After working in television for several years, Humes directed A Little Vicious, a short documentary film about Bandit, a dog who had been sentenced to death for biting. Narrated by actor Kevin Bacon, and featuring dog trainer/philosopher Vicki Hearne, this "offbeat documentary" was lauded by the New York Times reviewer as paying "rewarding attention to the little peculiarities of all involved." The film was nominated for the 1991 Academy Award for Best Documentary (Short Subject).

Humes returned to television as a segment producer for Michael Moore's short-lived TV Nation series. In 1995 Humes released Lizzie Borden Hash & Rehash, a documentary short exploring the strange fascination held by some people for Lizzie Borden, the Massachusetts woman accused but not convicted of killing her parents in 1892.

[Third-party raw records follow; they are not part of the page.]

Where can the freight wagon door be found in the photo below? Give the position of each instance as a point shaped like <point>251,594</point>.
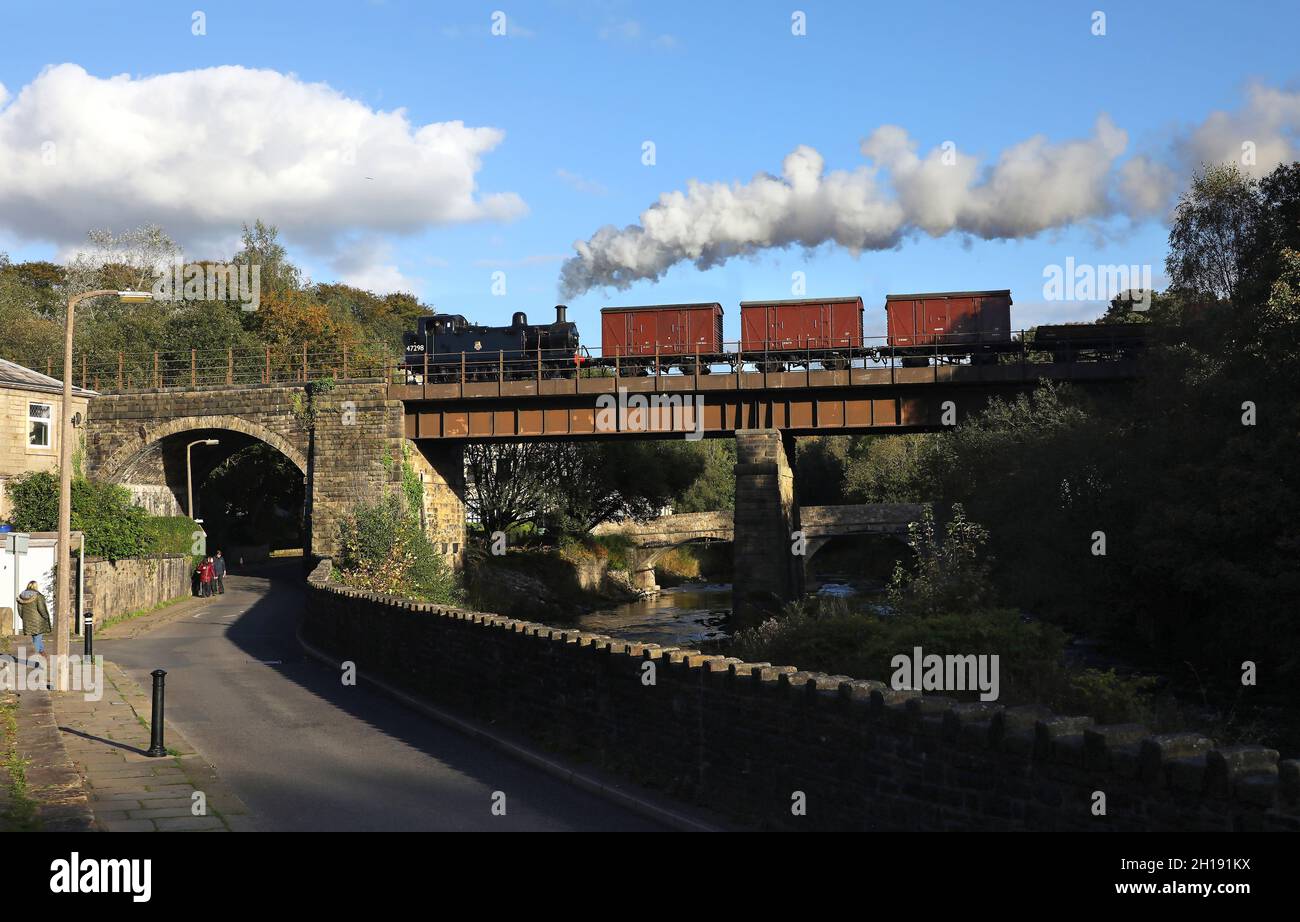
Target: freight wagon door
<point>644,332</point>
<point>936,315</point>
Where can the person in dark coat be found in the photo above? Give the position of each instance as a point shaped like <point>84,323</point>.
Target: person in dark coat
<point>35,615</point>
<point>206,579</point>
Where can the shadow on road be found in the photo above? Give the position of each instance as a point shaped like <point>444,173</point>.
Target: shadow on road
<point>307,752</point>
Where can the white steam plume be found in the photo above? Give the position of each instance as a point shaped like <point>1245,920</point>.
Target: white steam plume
<point>1034,186</point>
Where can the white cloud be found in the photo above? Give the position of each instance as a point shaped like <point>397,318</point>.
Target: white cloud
<point>203,151</point>
<point>581,184</point>
<point>367,263</point>
<point>1270,121</point>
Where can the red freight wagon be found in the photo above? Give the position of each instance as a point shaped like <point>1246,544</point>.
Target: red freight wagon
<point>949,324</point>
<point>664,330</point>
<point>789,329</point>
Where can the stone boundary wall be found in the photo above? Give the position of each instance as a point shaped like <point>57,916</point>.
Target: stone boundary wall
<point>742,737</point>
<point>134,583</point>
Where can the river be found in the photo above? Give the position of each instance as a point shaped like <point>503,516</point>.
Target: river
<point>694,613</point>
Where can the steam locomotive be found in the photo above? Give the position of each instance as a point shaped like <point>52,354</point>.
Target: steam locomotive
<point>941,327</point>
<point>445,346</point>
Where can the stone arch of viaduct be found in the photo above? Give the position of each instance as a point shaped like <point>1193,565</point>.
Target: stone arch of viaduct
<point>347,442</point>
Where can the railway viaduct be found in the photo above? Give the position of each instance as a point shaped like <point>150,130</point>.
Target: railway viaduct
<point>347,441</point>
<point>352,438</point>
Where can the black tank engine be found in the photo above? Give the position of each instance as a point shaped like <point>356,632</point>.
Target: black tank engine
<point>445,343</point>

After working as an associate producer for A Life Apart: Hasidism in America, a film by Menachem Daum and Oren Rudavsky, in 2001 Humes made a documentary on Canadian anthropologist and ethnobotanist Wade Davis for the National Geographic Channel. She made a six-part series on chronic unemployment that ran on Salon in 2012.

==Early life==
Immy Humes was born and brought up in New York City, one of four daughters of Anna Lou Elianoff and writer Harold L. Humes, co-founder of The Paris Review. Immy graduated with honors from Harvard University in the field of Social Studies, and commenced a media career in filmmaking, interning at Boston's WGBH-TV public television station.